Saturday, August 29, 2020

51. Mad Ship (The Liveship Traders Book II) by Robin Hobb

Wow!  This has been the least productive reading month for me for a long time.  Still two days left, but pretty clear that I will fail to achieve my 5 books a month goal.  The last time I went below 5 books was May 2019.  I have many excuses.  The biggest factor is the NBA playoff bubble which was running 4 games a day for almost three weeks in August.  I also allowed myself to fall back into a lot of wasted time on Twitter.  Things will tighten up in September.

My lack of reading forces me to question my phat fantasy strategy.  Mad Ship keeps up all the good stuff from the Ship of Destiny, and because I am so deep into it now, I can read it in snippets.  She packs so much story in each chapter that sometimes I have to take a break.  So it would seem an ideal companion to the NBA playoffs. The problem is that about halfway through the month, I start to feel the pressure of not meeting my monthly goal (and slipping away from the ultimate goal of restoring my monthly average to 50).  It makes it hard for me to truly sit back and enjoy this deep fantasy universe and the enjoyable unraveling of its mysteries.

In Book 2, we get a lot more of the pirate Kennit.  He becomes almost mythical, though it is hard to tell if it is his own insane ego or that he may actually be an important, fated piece in all the machinations going on around him.  He takes Wintrow, the ex-monk to Sa, under his wing and with his consort Etta and their pirate crew, they set in motion several important triggers that will rock the world of Jamailla, Bingtown and the Rain Wilds.  Their piracy of slaveships accelerates the confrontation between Bingtown and the Satrap (with the Chalced States behind him).  On the big magical picture, Kennit pushes Wintrow into a situation where he releases a sea serpent that is key to the story of the tangle in the prologues to each chapter.  There seems to be a lot of destiny going on.  We also follow the storyline of the rest of the Vestrit family as they put the mad liveship Paragon to sea to rescue the Vivacia and her captain.  

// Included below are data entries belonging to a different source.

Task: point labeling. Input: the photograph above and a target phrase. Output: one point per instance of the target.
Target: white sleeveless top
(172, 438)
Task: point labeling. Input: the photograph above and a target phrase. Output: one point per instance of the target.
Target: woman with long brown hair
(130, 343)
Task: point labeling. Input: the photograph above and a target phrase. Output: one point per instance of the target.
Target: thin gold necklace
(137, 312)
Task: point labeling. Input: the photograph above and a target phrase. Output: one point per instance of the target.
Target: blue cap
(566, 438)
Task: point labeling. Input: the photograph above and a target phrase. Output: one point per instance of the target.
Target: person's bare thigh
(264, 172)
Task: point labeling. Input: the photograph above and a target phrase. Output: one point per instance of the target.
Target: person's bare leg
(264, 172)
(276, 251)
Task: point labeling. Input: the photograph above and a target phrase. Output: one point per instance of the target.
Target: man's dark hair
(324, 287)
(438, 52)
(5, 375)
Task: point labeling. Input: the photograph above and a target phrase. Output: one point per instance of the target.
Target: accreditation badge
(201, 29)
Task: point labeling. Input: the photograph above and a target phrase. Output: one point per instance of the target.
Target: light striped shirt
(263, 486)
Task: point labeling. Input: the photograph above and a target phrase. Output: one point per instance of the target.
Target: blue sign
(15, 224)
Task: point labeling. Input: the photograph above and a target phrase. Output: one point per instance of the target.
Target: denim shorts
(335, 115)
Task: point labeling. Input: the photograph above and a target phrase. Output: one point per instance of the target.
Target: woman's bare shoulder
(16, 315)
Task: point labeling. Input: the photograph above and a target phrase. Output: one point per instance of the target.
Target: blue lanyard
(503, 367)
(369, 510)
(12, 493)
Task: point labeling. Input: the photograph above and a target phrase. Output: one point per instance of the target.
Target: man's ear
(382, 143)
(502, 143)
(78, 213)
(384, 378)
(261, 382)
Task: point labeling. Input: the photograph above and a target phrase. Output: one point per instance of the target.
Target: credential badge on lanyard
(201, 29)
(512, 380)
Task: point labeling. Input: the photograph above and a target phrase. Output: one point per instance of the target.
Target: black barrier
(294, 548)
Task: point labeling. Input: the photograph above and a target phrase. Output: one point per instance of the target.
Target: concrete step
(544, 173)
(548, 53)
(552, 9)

The political conflicts in this second book were great, complex enough to make them interesting but not get lost.  Most of the magical backstory is revealed here and it is really cool.  At first, the mythology seemed so different than that of the first trilogy, that I thought they were going to be basically two separate storylines.  Here, at the end, the reveal connects them in a really interesting way that gives you a totally different understanding of the dragons in the Assassin trilogy.  It's very cool.

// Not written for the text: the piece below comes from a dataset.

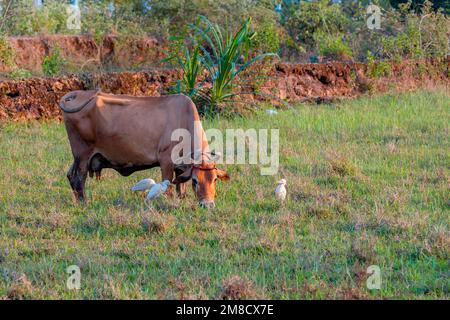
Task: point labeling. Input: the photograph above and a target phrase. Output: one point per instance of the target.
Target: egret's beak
(208, 204)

I overally really enjoyed it, but there is still some balance with Robin Hobb that sometimes makes me have to put the book down in frustration.  Her characters are often relentlessly pessimistic and whiny.  Sometimes it makes sense, but it always seems to get pushed too far.  And you know something bad is going to happen to them before any good stuff, so it can be demotivating.  She also relies on people's stubbornness and stupidity as a plot device and sometimes it really doesn't work. It's a small part, but when Reyn is drinking himself to sleep to avoid the dragon dreams and his brother and mom come to him and he tells them to find Malta, they just ignore him and treat him like a baby.  Yet, they all were raised understanding the danger and power of the old city.  They also know the situation is super dangerous.  They would at least have checked on Malta. I found that really unbelievable and frustrating and it threw me out of the book.